15. Op welke wijze worden door het appendix kenmerken met betrekking tot de „ziel” aangetoond?
15 Het Appendix groepeert de gevallen waar het woord psy·cheʹ voorkomt onder verschillende opschriften ten einde aan te tonen dat de ziel wordt onderscheiden van de geest en dat levende mensen of schepselen zelf zielen zijn.

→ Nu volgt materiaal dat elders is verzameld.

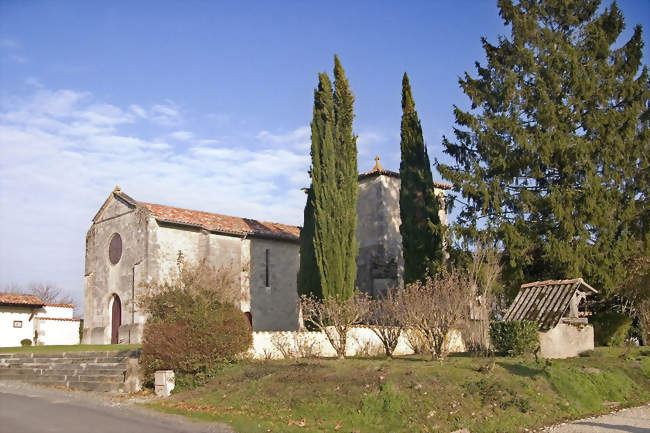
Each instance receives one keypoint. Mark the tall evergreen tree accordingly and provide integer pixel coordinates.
(328, 245)
(347, 176)
(552, 158)
(420, 229)
(308, 277)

Eén Korinthe 15:45 (NW) luidt bijvoorbeeld: „De eerste mens Adam werd een levende ziel.” En 1 Petrus 3:20 (NW) luidt: „Het geduld van God wachtte in de dagen van Noach, terwijl de ark werd gebouwd, waarin weinige mensen, dat is, acht zielen, veilig door het water heen werden gevoerd.” Doch wat de sterfelijkheid van de menselijke ziel betreft, luister naar hetgeen Jezus er verder over zegt: „Is het geoorloofd op de sabbat een goede daad te doen of een onrecht te doen, een ziel te redden of te doden?” (Mark. 3:4; Luk. 6:9, NW) Ook: „Al wie tracht zijn ziel voor zichzelf te behouden, zal ze verliezen, maar al wie ze verliest, zal ze in het leven behouden.” „Hij die ten zeerste gesteld is op zijn ziel, vernietigt ze, maar hij die zijn ziel in deze wereld haat, zal ze tot het eeuwige leven beveiligen” (Luk. 17:33; Joh. 12:25, NW; vergelijk Jozua 10:28, 30, 32, 35, 37, 39; 11:11). „Mijn ziel is diep bedroefd, tot aan de dood toe” (Matth. 26:38; Mark. 14:34, NW). En zo zijn er nog vele andere teksten. Doch de Christelijke leerstelling dat onze ziel sterft en dat de doden zonder bewustzijn en niet actief zijn, is in volledige overeenstemming met de vertroostende leerstelling van de opstanding.